Using our synthesized data, the team ran a brainstorming session focusing on concepts like guided reflection and contextual memory. We generated ideas ranging from automated digital scrapbooks to emotion based tagging systems. Through voting and feasibility discussions, we narrowed our focus to a lightweight, prompt based journaling and media organization system that required minimal effort from the user but delivered high emotional value.

Prototype

Before jumping into Figma, I reviewed existing journaling apps and native photo galleries. I noted that many competitors felt either too text heavy or too visually chaotic. We decided to prioritize a highly visual, clean interface that puts the user's media front and center. I then developed high fidelity prototypes, focusing on smooth transitions, intuitive navigation, and a calming visual aesthetic that invited users to slow down.

Low-Fidelity Wireframes

Low-Fidelity Wireframes

High-Fidelity Screens

High-Fidelity Screens

Test & Iterate

We conducted usability testing with our initial prototypes to see how users interacted with the memory logging flow. Early feedback indicated that our initial tagging system was a bit too complex and required too much cognitive load. I iterated on the design by simplifying the interaction model, allowing for effortless categorization with just a few taps. We also refined the visual hierarchy to ensure the focus remained entirely on the user's content rather than the UI elements.

Keepsake Solution Features

The reasoning behind critical choices

Focus on Private Curation

Unlike social platforms that encourage broadcasting, we designed Keepsake entirely for the individual. We intentionally omitted social sharing features to eliminate performance pressure, allowing users to be completely authentic in how they document their lives. This decision reinforced the app's core value proposition as a safe, private sanctuary.

Emotion-Led Organization

Instead of relying strictly on chronological sorting, we introduced ways to organize memories by mood and personal significance. This decision was grounded in our research, which showed that users often seek out specific feelings or themes rather than specific dates when reminiscing. It allows for a much more natural and human way of navigating past experiences.

Minimalist Aesthetic

To ensure the user's photos and words were the true focus of the experience, I established a minimalist design system. By utilizing ample white space, subtle typography, and neutral backgrounds, the interface acts as a quiet frame for the user's vibrant memories. This approach created a museum like quality for everyday moments.
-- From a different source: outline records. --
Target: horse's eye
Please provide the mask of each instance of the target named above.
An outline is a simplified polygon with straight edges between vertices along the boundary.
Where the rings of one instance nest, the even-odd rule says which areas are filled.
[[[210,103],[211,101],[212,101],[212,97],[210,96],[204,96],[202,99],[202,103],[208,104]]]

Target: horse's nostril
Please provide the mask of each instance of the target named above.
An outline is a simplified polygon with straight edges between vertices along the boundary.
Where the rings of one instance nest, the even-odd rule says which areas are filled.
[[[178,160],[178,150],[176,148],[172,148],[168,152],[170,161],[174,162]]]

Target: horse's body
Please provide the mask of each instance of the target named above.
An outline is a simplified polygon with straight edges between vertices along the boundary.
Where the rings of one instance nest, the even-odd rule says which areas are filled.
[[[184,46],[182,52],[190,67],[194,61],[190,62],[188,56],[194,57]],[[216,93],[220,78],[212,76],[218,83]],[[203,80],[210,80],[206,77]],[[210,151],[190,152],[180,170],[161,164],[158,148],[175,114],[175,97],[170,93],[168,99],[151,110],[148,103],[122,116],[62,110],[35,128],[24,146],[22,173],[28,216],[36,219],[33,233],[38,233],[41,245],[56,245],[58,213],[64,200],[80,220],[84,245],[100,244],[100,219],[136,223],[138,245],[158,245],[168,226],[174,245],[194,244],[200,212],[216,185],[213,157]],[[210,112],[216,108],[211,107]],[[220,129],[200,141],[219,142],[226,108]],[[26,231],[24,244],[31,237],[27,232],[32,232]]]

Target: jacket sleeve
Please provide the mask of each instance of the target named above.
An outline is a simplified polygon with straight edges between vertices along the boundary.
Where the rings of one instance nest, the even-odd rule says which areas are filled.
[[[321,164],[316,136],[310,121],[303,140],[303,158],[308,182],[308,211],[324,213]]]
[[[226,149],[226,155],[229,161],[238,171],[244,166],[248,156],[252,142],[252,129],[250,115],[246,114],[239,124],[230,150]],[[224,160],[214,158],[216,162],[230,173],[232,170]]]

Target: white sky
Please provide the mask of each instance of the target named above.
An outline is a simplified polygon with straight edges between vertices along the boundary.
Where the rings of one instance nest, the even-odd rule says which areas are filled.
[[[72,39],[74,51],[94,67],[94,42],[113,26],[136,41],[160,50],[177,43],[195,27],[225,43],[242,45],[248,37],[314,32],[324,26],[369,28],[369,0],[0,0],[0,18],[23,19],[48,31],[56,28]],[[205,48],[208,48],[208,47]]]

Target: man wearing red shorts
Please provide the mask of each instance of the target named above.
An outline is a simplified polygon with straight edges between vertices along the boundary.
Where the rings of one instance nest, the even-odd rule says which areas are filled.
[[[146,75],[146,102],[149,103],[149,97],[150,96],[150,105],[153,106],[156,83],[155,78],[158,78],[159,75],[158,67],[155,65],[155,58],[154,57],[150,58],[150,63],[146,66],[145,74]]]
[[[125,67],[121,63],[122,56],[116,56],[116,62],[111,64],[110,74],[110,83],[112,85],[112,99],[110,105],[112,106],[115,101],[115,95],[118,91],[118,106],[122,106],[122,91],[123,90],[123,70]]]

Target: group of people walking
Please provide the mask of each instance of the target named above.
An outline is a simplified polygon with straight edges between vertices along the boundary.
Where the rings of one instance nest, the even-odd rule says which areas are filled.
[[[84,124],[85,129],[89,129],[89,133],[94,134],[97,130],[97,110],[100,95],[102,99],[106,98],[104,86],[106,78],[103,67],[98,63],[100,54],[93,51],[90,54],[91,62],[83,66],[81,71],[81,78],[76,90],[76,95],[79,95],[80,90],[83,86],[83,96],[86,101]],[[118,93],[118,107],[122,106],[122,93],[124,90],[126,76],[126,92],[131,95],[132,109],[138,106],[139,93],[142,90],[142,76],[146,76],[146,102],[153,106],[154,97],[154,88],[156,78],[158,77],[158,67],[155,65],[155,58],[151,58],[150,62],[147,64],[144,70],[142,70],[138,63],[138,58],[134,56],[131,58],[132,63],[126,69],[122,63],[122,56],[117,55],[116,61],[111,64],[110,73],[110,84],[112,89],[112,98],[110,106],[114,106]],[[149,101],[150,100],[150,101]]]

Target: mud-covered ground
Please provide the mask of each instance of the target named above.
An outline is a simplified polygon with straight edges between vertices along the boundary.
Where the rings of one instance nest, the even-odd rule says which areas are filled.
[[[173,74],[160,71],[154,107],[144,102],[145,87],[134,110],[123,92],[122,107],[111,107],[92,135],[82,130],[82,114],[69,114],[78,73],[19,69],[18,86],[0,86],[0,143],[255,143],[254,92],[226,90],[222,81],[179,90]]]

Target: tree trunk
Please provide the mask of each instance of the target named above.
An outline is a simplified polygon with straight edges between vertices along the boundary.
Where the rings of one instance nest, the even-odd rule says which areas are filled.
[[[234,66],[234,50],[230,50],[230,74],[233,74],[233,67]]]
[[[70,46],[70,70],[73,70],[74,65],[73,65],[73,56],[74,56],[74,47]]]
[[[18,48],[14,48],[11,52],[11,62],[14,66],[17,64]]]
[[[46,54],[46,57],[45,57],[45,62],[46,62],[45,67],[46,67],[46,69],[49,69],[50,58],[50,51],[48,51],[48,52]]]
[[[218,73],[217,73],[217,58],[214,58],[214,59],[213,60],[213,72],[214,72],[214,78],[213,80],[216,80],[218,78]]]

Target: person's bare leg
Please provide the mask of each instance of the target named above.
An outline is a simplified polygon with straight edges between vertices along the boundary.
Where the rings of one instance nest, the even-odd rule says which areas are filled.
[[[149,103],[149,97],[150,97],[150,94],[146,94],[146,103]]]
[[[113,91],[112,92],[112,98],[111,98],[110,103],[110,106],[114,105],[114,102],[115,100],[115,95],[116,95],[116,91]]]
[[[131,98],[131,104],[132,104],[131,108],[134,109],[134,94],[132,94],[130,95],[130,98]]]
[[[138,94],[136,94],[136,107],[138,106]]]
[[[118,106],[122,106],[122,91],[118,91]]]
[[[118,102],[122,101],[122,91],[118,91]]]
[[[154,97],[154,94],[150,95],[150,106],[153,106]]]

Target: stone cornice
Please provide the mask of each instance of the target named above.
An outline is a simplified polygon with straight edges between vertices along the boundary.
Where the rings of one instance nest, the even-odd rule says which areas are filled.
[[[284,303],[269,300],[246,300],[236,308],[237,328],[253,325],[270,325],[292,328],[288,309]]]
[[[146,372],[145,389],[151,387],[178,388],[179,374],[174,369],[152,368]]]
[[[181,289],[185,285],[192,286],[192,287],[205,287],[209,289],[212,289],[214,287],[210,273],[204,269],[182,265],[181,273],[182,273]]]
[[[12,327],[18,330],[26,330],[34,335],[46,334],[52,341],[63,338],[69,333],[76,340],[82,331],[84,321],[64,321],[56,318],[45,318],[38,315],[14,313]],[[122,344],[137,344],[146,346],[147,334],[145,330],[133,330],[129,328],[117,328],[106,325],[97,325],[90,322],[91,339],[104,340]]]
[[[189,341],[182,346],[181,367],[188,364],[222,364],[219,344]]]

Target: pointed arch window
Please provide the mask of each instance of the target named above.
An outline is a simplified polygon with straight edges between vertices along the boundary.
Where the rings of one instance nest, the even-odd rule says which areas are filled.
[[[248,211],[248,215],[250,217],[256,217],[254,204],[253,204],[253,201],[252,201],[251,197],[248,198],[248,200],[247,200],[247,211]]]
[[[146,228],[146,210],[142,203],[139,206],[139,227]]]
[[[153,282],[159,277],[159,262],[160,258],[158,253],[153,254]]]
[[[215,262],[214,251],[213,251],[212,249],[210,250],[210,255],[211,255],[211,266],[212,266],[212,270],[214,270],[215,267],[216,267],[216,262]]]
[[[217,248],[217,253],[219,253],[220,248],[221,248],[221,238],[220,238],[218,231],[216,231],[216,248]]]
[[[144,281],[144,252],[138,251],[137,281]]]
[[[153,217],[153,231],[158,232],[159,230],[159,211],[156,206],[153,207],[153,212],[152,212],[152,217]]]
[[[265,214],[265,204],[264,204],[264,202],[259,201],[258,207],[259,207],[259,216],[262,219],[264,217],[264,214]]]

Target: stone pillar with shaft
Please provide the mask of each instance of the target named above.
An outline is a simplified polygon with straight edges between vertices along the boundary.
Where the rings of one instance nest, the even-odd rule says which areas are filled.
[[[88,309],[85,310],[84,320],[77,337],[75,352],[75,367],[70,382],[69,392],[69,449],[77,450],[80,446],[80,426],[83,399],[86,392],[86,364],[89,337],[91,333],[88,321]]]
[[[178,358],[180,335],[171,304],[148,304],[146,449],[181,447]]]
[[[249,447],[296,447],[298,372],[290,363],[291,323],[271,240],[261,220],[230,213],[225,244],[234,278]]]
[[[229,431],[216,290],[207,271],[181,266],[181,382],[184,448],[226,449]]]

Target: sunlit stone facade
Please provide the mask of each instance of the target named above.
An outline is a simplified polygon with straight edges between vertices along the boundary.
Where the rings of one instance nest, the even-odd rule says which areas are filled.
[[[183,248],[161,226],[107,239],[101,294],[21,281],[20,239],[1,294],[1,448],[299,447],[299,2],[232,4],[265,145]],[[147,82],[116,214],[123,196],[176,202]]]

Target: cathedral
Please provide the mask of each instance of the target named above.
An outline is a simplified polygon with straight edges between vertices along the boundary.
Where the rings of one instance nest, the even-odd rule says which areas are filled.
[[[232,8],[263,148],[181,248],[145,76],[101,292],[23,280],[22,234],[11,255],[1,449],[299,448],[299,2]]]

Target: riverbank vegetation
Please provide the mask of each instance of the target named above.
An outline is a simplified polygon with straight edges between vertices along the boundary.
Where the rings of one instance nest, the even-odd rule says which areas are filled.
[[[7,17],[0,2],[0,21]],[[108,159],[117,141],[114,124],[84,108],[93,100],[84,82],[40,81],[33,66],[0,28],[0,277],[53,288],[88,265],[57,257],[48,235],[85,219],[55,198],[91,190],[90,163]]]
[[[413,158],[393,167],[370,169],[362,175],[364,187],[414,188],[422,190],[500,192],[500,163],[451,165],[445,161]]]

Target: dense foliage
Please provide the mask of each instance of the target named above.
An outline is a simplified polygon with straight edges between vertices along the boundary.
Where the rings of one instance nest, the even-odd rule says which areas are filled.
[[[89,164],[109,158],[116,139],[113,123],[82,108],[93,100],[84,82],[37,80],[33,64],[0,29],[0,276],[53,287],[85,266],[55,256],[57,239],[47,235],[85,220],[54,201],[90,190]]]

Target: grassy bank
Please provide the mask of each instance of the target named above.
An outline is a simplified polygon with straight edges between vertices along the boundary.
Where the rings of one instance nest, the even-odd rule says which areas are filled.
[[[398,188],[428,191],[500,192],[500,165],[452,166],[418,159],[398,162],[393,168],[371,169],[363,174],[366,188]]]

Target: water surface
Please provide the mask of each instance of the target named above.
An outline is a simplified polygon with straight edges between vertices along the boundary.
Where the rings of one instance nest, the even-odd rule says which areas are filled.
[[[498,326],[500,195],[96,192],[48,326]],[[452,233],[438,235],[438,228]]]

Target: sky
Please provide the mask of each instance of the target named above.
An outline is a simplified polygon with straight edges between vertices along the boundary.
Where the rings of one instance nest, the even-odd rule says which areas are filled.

Available on the App Store

The outcome is Keepsake, a fully functional iOS application that is now available on the App Store. The app features a seamless flow for adding multimedia entries, an intuitive categorization system, and a clean, distraction free reflection gallery. The project successfully translated complex emotional needs into a straightforward, beautiful digital product. We managed to create an environment that encourages mindful reflection without feeling burdensome.

What I Learned

This project deepened my understanding of emotional design. I learned that designing for private, personal experiences requires a very different approach to user engagement than designing for productivity or social interaction. The success of the app relied on removing friction and creating a sense of calm. Most importantly, this sprint honed my ability to translate abstract human feelings like nostalgia and reflection into concrete, user friendly UI patterns and interactions.